In the area of technology, we will once again need to spend tens of millions of dollars to defeat the new terrorist bomb, one that costs at most tens of dollars to construct. While we will likely see a greater use of “behavioral profiling” by trained TSA personnel in the U.S. (to include secondary questioning and body searches) we will soon begin to see more full-body screening, something that some argue amounts to a “digital strip-search.”

While there are about 5,000 airports across the U.S., only 368 are classified by the FAA as “primary airports” (those that handle 10,000 + passenger boardings per year), but only about 40 of the $175,000 full-body scanners devices are now in service in this country. It is because of the lack of such very expensive scanners, plus the privacy concerns associated with their use, that will see a multitude of new and enhanced security measures put into place. We will strive to achieve a layered effect, i.e., the hope that “if one system doesn’t catch you another one will.”

It’s a shame that over eight years after the U.S.’s worst terrorist attack on passenger airliners that we still cannot guarantee the safety of those who take to the skies above and beyond America, but that is the current situation. And with every new security measure developed, rest assured that there are terrorists somewhere in the world developing yet new ways to commit mass murder, for many under the color of their twisted interpretation of their radicalized form of their religion.

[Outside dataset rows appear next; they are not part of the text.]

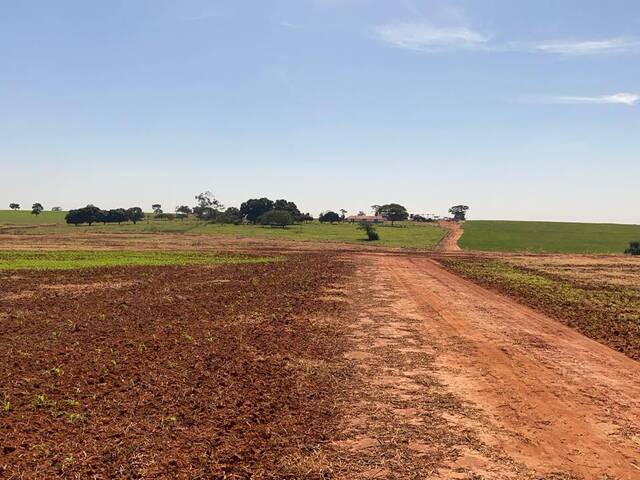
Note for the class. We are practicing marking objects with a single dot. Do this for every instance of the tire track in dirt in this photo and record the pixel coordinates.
(548, 402)
(402, 420)
(449, 242)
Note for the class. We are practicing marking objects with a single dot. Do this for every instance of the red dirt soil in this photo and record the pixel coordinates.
(449, 242)
(192, 372)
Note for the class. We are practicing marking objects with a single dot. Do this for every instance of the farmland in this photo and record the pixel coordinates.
(66, 259)
(157, 354)
(551, 237)
(153, 371)
(599, 297)
(404, 234)
(24, 217)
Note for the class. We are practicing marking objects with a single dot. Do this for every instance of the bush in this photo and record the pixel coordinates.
(370, 230)
(276, 218)
(634, 249)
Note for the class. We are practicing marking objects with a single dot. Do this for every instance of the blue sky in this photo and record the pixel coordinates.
(520, 109)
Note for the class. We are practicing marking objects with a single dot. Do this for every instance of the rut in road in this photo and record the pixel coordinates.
(459, 382)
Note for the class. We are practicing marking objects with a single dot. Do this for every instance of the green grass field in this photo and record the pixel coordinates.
(67, 259)
(24, 217)
(407, 234)
(553, 237)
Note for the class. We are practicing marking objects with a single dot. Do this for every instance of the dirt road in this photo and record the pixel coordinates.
(449, 242)
(459, 382)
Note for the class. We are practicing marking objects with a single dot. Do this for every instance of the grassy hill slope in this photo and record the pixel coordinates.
(557, 237)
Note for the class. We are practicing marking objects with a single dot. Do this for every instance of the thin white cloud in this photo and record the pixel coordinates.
(610, 46)
(428, 38)
(200, 17)
(623, 98)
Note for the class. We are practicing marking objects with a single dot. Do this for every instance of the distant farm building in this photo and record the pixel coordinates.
(366, 218)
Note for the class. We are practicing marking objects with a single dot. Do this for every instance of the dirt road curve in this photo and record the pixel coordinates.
(527, 396)
(449, 242)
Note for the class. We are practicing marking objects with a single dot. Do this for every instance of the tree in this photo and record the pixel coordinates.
(74, 217)
(36, 208)
(276, 218)
(117, 215)
(89, 214)
(230, 215)
(393, 212)
(185, 210)
(253, 208)
(207, 206)
(305, 217)
(634, 249)
(459, 212)
(135, 214)
(329, 217)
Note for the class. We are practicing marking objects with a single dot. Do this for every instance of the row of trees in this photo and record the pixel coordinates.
(92, 214)
(36, 208)
(254, 211)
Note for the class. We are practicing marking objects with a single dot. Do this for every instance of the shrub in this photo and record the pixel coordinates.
(370, 230)
(634, 249)
(276, 218)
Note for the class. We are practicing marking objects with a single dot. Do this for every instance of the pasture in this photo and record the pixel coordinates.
(25, 217)
(403, 234)
(552, 237)
(69, 259)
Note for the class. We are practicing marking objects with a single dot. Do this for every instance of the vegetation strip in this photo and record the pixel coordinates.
(71, 259)
(552, 237)
(609, 314)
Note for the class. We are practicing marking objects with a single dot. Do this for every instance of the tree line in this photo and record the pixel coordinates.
(262, 211)
(92, 214)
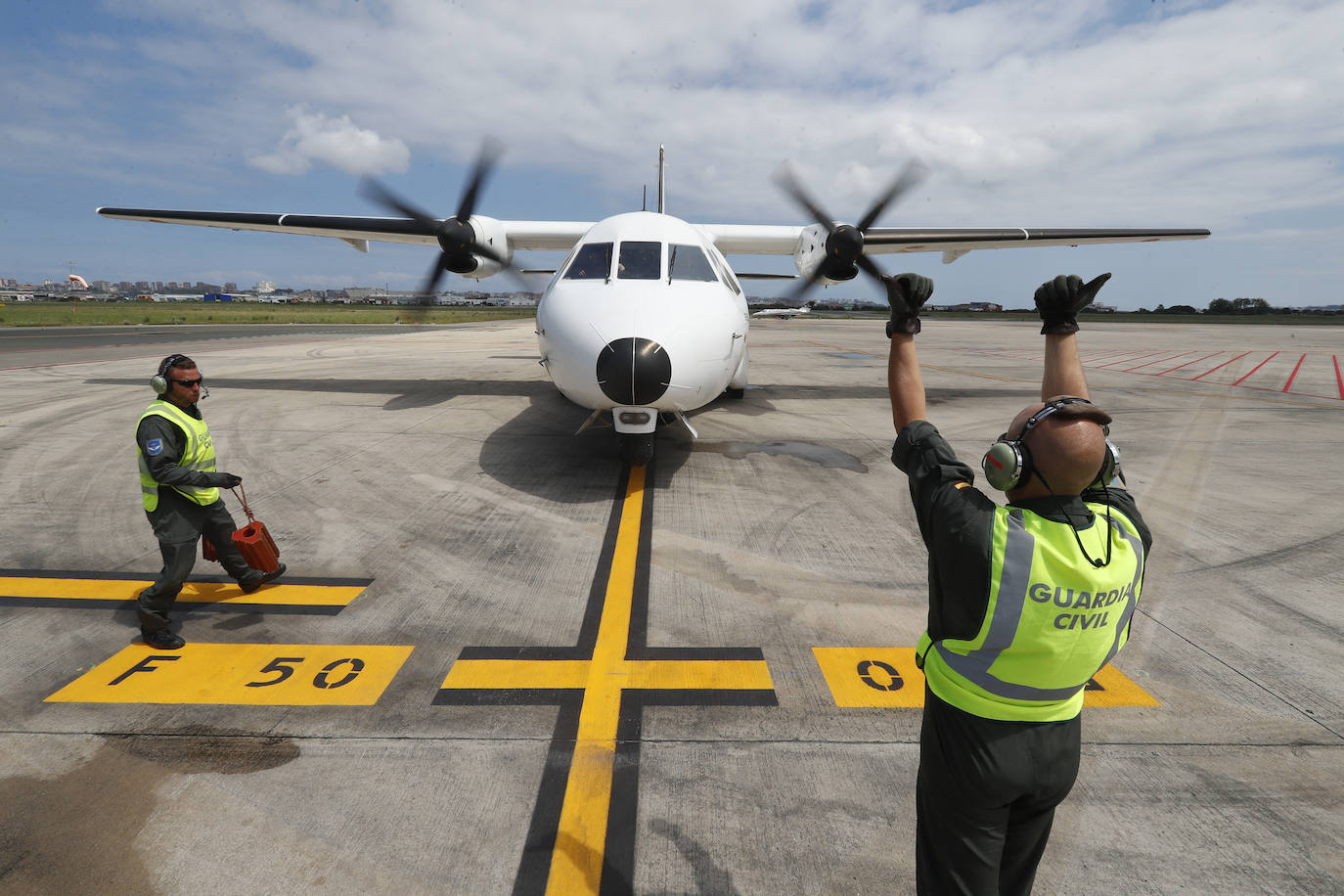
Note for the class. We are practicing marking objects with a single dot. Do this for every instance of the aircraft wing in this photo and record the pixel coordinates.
(750, 240)
(355, 230)
(744, 240)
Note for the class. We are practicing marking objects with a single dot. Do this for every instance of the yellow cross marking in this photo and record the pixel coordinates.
(581, 837)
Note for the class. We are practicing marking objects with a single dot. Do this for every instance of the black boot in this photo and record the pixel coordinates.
(258, 579)
(161, 639)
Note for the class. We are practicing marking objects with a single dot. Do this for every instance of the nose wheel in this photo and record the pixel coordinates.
(636, 448)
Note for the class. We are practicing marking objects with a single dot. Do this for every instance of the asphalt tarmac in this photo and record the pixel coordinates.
(503, 664)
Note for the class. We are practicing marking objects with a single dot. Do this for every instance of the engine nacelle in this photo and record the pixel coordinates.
(813, 261)
(489, 233)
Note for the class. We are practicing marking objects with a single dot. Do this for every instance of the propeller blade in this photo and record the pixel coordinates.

 So as we prepare to enter 2010, we do so knowing full-well that no government can completely guarantee the safety and security of its citizens. But in light of the apparent errors committed in the handling of the available intelligence concerning the “underwear bomber,” something that should have easily identified him and denied him the ability to fly on a commercial airliner, we face this new year knowing that there will be yet new challenges to be faced, and new counter measures to be developed.

Our ultimate goal is that we can finally stop being lucky in such matters and start being good.